CASUS BELLI. Un documento, sottoscritto, tra gli altri, da una trentina di parlamentari, che è un atto d’accusa al governo e ai supposti cedimenti del Movimento alle logiche dei poteri forti. Il casus belli riguarda specificatamente la riconferma di Claudio Descalzi amministratore delegato dell’Eni, cioè la più potente corazzata “di Stato” italiana, vera erede dell’Impero Iri. Il post, un doppio siluro al governo e al Movimento, è dedicato completamente a lui e alle vicende giudiziarie dell’Eni per corruzione internazionale in Congo. Ora è vero che la riconferma di Descalzi ha provocato levate di scudi da una parte dei Cinque Stelle (e di Travaglio sul Il Fatto Quotidiano) ma perché Di Battista non se la prende con il vero mandante di quanto accaduto, e cioè quel Partito democratico che di Descalzi è il principale sponsor?
ATTACCO SCOMPOSTO. L’attacco è strumentale perché alla fine anche i grillini devono venire necessariamente a patti con i riti della politica, cioè le trattative, soprattutto su nomine strategiche in un periodo eccezionale per l’economia mondiale e per quella italiana in particolare. Sbagliare nomine ora avrebbe conseguenze disastrose. Dibba forse vede nella proposta di Lucia Calvosa a presidente Eni la pistola fumante del “commercio immondo”, essendo la Calvosa nel Cda de Il Fatto ed essendo Il Fatto/Travaglio vicino al Movimento, ma si tratta comunque di una professionista valida e non è che sia così sconvolgente una proposta di questo tipo.
DISSIDENTI DI RITORNO. Alessandro Di Battista ha sparato ad alzo zero sulla faticosa trattativa impallinando tutto e tutti e raccogliendo adesioni digitali da parte di Gianluca Paragone, ora nel gruppo misto, e di Massimo Bugani che guida la rivolta degli scontenti dopo gli screzi con Luigi Di Maio e il suo arrivo incolore a Roma. Si accodano le ex ministre Giulia Grillo e Barbara Lezzi. Queste le truppe di Di Battista, francamente poco più un trattino evanescente, che unisce il malcontento di qualche nome non certo di primo piano del Movimento, più che un compatto fronte d’azione. In ogni caso si tratta di un atto grave che in un momento delicatissimo può portare a dividere, per una sorta di fissione nucleare, il Movimento stesso in due parti, come un uovo di Pasqua al cioccolato.

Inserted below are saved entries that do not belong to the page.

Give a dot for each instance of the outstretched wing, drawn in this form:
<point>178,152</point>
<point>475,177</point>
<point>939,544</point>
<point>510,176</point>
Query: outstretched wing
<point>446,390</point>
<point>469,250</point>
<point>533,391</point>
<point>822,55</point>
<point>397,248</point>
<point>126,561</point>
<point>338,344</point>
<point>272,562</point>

Ma la “sorpresa” che vi si intravvede è il caos interno che rapidamente propagherebbe la sua onda d’urto allo stesso governo, impegnato a sua volta in azioni e scelte delicatissime, le più difficili dalla nascita della Repubblica. Dunque agire ora, con tempismo sospetto, quando è massimo il danno arrecato al suo stesso gruppo politico e all’intera Italia, è una azione che non potrebbe non avere i connotati di un cinico opportunismo di colpire l’avversario quando è debole e sotto scacco. Qualcuno nel Movimento stesso lo ha chiamato sciacallaggio.